談話

ソマリア沖への海上自衛隊派遣の決定に抗議する書記長談話

2009年01月30日

ソマリア沖への海上自衛隊派遣の決定に抗議する書記長談話

2009年1月30日

日本教職員組合 書記長 岡本泰良

政府は、アフリカ・ソマリア沖の海賊対策のため、自衛隊法に基づく海上警備行動の発令を前提とした、海上自衛隊の護衛艦を派遣するための準備に着手した。
自衛隊法82条に規定している海上警備行動は、領海内の日本国民と船舶を防護することを想定しているものである。よって、ソマリア沖への海上自衛隊派遣
は、自衛隊法の趣旨を明らかに逸脱しているものであるとともに、憲法に抵触する重大な問題であり、看過できない。

田母神前空幕長の一連の言動により、自衛隊に対するシビリアンコントロールが機能していない状況が明らかと
なった。このような中、国会の関与がなく十分な議論がなされないまま、内閣の安全保障会議で派遣方針を決定し、防衛大臣の発令によって自衛隊を海外に派遣
することは、断じて容認できない。

イラクやアフガニスタンへの自衛隊の海外派遣における国会での情報公開・活動内容の検証が不十分である現在の状況からすると、ソマリア沖での活動も不明な状況になる懸念は払拭できない。

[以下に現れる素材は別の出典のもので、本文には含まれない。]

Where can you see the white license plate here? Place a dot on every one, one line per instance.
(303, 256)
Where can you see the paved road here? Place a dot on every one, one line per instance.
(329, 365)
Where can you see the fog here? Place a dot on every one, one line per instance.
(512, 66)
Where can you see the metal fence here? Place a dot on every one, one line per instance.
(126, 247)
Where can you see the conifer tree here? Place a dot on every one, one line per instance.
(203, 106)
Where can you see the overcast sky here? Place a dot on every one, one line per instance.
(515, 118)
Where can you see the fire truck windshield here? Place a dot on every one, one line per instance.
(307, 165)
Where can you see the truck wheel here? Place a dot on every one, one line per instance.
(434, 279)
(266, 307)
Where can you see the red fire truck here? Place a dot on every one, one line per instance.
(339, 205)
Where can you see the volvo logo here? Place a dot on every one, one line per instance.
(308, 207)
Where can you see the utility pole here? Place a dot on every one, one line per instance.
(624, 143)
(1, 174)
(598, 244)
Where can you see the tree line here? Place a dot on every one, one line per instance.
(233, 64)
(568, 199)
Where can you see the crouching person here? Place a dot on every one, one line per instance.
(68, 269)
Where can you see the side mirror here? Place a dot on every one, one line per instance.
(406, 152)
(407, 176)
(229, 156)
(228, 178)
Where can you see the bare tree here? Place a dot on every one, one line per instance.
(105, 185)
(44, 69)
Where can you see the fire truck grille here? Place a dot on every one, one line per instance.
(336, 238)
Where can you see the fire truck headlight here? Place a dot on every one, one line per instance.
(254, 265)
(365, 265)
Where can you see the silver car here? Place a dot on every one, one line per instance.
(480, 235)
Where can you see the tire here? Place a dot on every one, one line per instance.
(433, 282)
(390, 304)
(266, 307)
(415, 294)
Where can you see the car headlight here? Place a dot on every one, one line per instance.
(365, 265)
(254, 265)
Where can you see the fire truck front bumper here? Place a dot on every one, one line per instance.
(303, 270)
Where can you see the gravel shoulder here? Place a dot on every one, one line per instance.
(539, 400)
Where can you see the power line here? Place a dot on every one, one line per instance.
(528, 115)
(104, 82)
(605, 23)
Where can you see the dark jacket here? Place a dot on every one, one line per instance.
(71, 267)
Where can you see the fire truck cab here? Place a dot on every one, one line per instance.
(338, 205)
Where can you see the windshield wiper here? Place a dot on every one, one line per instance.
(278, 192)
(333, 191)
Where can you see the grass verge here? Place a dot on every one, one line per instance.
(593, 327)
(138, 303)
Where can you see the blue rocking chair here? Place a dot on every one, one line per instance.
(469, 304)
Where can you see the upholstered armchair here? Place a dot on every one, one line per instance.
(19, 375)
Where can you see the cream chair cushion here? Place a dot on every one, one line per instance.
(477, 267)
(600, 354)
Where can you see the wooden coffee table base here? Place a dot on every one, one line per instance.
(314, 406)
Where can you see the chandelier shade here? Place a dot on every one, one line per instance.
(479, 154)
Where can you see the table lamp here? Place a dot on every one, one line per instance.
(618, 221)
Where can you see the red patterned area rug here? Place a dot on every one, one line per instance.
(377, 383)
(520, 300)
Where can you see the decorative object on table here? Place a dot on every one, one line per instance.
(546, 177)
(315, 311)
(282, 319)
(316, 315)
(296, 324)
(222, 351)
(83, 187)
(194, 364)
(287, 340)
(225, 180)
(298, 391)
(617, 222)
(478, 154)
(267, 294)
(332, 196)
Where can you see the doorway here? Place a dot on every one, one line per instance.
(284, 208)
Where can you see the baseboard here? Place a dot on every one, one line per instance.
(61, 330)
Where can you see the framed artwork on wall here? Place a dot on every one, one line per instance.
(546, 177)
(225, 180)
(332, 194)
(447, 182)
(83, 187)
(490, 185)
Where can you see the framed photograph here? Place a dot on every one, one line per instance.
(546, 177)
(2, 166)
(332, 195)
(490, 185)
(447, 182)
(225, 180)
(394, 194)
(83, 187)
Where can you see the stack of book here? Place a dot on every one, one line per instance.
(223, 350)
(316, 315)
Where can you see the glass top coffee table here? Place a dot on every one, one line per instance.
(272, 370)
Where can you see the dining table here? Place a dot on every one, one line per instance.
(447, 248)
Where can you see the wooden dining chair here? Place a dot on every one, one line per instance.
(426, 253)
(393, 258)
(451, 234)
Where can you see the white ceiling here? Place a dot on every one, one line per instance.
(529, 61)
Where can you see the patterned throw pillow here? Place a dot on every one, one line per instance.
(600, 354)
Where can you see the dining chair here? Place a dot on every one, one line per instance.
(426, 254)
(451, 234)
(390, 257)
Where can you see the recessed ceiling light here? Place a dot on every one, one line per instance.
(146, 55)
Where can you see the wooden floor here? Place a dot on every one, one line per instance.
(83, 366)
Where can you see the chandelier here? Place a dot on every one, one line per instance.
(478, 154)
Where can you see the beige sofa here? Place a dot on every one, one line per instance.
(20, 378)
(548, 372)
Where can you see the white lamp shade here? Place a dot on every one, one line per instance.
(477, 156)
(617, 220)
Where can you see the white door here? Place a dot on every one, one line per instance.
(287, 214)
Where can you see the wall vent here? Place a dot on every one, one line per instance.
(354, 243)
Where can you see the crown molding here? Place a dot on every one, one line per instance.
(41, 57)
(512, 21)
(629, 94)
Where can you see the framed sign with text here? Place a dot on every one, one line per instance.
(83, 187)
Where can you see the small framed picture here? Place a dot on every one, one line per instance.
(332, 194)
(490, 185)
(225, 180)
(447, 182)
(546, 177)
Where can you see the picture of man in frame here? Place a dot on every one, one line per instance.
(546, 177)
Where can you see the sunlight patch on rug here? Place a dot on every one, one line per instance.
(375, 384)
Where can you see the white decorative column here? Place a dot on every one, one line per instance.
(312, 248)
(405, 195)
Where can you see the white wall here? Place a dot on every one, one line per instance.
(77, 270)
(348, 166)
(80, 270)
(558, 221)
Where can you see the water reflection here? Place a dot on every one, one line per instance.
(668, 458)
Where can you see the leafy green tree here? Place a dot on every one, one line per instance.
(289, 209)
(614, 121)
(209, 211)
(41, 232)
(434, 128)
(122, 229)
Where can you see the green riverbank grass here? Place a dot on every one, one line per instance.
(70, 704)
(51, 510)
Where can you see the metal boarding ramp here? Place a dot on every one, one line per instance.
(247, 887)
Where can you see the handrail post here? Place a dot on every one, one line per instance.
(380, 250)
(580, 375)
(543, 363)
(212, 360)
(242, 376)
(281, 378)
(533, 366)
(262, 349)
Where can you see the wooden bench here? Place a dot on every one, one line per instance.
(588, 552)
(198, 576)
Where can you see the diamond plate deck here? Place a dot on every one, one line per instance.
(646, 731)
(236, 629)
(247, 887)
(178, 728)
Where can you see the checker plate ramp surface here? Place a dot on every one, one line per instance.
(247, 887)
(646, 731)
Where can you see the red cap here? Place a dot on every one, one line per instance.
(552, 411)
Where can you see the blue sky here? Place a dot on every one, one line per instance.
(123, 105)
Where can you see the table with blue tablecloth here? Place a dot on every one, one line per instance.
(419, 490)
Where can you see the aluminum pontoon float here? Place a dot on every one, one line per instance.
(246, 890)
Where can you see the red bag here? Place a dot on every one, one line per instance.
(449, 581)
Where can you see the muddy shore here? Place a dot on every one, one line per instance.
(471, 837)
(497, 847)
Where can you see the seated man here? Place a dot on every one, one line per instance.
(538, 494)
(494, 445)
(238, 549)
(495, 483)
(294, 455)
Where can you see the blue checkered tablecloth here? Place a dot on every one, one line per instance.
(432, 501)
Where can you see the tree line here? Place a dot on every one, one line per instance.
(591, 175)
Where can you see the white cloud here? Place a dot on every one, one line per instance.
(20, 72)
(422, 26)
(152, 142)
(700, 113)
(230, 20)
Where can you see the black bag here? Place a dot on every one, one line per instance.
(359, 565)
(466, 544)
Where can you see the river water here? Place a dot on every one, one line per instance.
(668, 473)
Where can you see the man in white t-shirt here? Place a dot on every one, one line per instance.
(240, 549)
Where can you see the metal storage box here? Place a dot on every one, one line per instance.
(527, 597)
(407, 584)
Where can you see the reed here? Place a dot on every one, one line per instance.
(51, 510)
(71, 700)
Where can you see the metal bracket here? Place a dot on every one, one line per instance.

今回の海外派遣方針も含めた自衛隊の活動について、国会での審議・報告を徹底的に行い、シビリアンコントロールを機能させる必要がある。

また、海賊対策について、ほとんど議論することなく海上保安庁では対応できないと決めつけ、海上自衛隊の派遣を決めたことは、自衛隊の海外派遣の「実績づくり」を行い、「海外派遣恒久法」制定への道筋をつけようとする意図が透けて見える。

日本教職員組合は、「教え子を再び戦場に送るな」のスローガンのもと、一貫して自衛隊の海外派遣に反対してきた。このような自衛隊の海外派遣の常態化を断じて許すことはできない。

海上自衛隊のソマリア沖への派遣方針及び準備指示に対して断固抗議するとともに、撤回を強く求める。また、自衛隊活動の検証・把握を含め、政府のシビリアンコントロールの徹底を強く求める。